Accelerate AI and HPC: According to the vendor, users can access the latest hardware and software innovations, scale and accelerate AI workloads, and prototype, test, and run AI applications on the Intel DevCloud.

Optimize for the Edge: The vendor claims that users can evaluate, benchmark, and prototype AI and edge solutions, deploy containerized workloads on Intel architecture using Kubernetes, and leverage Intel hardware for edge prototyping and preproduction deployment.

Build Multiarchitecture and FPGA Applications: Users can program oneAPI multiarchitecture applications, test workloads across Intel FPGAs, CPUs, and GPUs, develop and optimize applications for various Intel architectures, and gain hands-on experience with FPGA development using Intel DevCloud, according to the vendor.

Use the Cloud Platform that Matches Your Workload: The vendor states that users can choose from several configurations tuned to different workloads, access AI training, FPGA development, edge prototyping, and preproduction deployment environments, experiment with real-world code samples and tutorials, evaluate performance and acceleration using multiple hardware configurations, and benchmark AI workloads with always-on access to the latest AI hardware.

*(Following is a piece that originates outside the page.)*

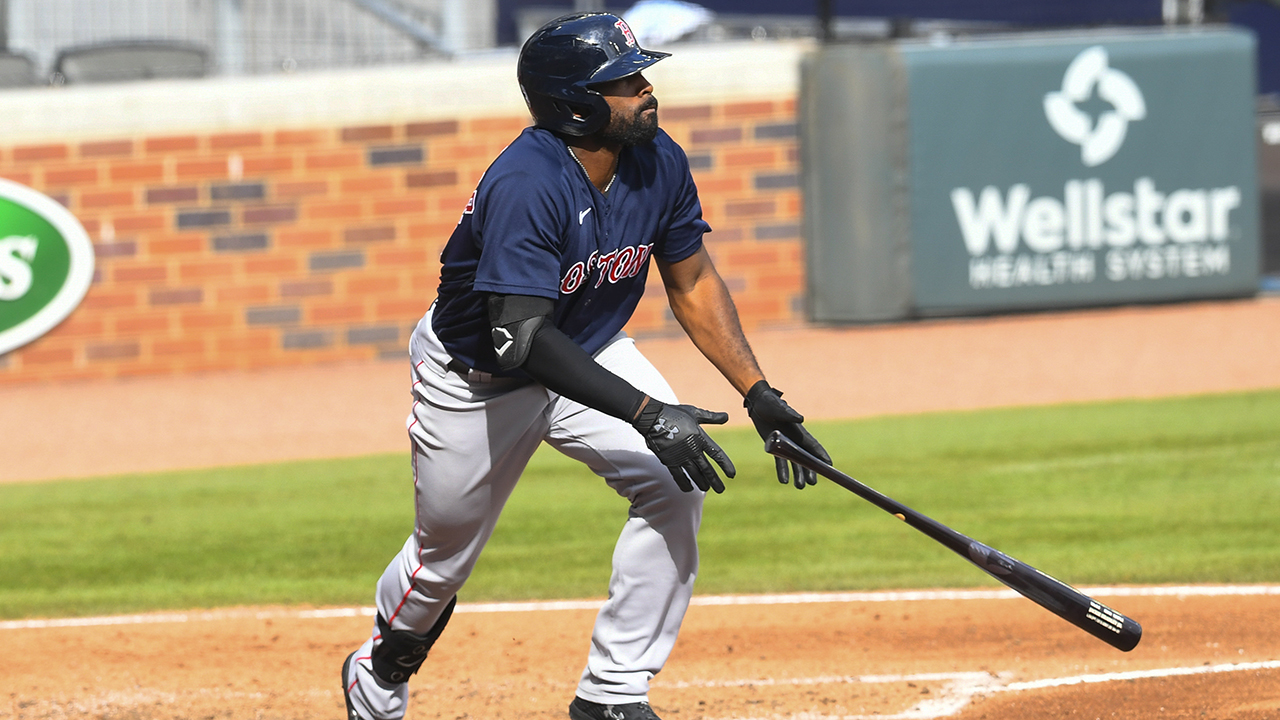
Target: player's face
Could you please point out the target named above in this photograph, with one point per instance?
(634, 110)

Available Intel Hardware: According to the vendor, users can test and evaluate applications on virtual machines, bare metal systems, edge devices, and AI training platforms, access a variety of Intel hardware for development and testing purposes, leverage the latest Intel technologies for optimizing and fine-tuning applications, and explore different hardware configurations to find the best fit for specific workloads.

Available Development & Run Environments:

  • Container-Based Workloads: Users can import and run containers, HELM charts, or buildable source using a powerful Kubernetes environment, easily manage and deploy containerized workloads on Intel architecture, and leverage the flexibility and scalability of container-based development, according to the vendor.
  • JupyterLabs: The vendor claims that users can create code directly within a web-based environment, explore a library of tutorials and sample applications, develop and test applications using Jupyter notebooks, and access a collaborative and interactive coding environment.
  • Secure Shell (SSH) Direct Connection: Users can connect directly to a node and run workloads using a command-line interface, execute commands and manage workloads remotely, and utilize SSH for secure and efficient remote access to Intel DevCloud, according to the vendor.
  • cnvrg.io Full Stack Machine Learning Operating System*: The vendor states that users can utilize cnvrg.io*, a flexible end-to-end machine learning operating system, build high-impact models faster on any AI infrastructure, empower AI developers with a comprehensive machine learning platform, and access a range of tools and features for efficient AI development.